Don cleared his throat. "If you're still bitter at me, how about we talk through it instead of pretending we're enemies?"

That made Raph glance sharply at him. "Whaddya mean?"

"I mean you were fighting me even before I started playing dirty, Raph," said Don. "But somehow, I'm the only one who has to apologize, which I have done. So what now?" Donatello watched his brother carefully.

The veins in Raph's neck flashed into visibility, then disappeared, brief agitation passing. "I know you were just tryin' a' help. Butcha fucked up. Didn't even think about what I needed you ta--"

"What you needed was the first thing on my mind," Don said patiently, "but you weren't giving me any clues. I'm not even convinced you knew what it was yourself. But if you wanted something from us, you needed to quit fighting us and let us know what it was. Meet us halfway."

That was caused Raph's eyes to widen briefly. "Halfway, huh?" Those eyes fell to the stream below them. For a moment, no one said a word besides the river and the birds and the squirrels crashing in the trees. The sun was warm and the wind was cool. "Okay," Raph said quietly. "Whaddya want?"

"Huh?"

"I'm gonna meetcha halfway. Whaddya want from me?"
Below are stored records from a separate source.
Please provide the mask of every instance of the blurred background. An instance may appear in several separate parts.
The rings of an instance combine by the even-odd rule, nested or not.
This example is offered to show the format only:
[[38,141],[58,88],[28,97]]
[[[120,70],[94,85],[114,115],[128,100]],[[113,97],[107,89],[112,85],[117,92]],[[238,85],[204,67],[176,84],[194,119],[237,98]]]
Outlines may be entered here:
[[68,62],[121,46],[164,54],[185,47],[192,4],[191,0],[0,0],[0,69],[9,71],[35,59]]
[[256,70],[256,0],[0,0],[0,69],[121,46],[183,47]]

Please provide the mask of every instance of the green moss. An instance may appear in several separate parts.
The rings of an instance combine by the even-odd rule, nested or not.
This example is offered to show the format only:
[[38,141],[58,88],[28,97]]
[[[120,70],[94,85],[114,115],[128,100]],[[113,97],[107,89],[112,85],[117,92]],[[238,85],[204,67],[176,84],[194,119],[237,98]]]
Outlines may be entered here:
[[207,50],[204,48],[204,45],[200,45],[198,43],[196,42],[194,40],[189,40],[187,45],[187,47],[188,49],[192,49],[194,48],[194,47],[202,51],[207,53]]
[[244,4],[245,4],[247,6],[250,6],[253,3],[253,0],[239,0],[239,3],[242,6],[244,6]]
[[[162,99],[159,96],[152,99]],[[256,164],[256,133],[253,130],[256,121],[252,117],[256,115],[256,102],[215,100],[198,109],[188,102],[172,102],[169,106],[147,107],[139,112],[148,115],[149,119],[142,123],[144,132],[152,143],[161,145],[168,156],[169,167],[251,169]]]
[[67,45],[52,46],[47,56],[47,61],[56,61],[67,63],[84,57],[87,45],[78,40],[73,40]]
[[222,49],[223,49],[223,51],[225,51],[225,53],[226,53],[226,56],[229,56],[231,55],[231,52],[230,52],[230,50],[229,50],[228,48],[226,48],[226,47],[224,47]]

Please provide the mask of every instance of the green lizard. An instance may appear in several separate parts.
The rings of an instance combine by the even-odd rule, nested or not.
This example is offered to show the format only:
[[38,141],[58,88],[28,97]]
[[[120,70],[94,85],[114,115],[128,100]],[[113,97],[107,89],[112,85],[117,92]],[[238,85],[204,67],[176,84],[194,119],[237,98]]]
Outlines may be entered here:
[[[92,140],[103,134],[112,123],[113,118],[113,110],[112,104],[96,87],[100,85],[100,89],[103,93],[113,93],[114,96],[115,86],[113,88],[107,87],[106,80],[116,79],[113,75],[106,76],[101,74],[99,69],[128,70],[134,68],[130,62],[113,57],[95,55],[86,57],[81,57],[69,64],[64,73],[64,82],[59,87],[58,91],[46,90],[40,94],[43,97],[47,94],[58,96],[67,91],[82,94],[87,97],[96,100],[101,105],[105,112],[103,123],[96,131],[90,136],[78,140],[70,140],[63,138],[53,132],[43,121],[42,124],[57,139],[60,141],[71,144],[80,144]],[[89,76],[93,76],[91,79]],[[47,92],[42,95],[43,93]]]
Don blinked. That was...a strange question, suddenly. He wanted for Raph not to fight him, to be his ally and brother again. But what could he ask of Raph now? All he wanted at the moment was to know for certain that Raph was okay. His tongue flicked out to moisten his lips. "Have you been having any flashbacks lately?"

There was a pause, as if Raph was thinking. "Not for a couple weeks," he said with some certainty.

"Nightmares?"

A longer pause. "Sometimes."

Don's eyes narrowed suspiciously. "How sometimes?"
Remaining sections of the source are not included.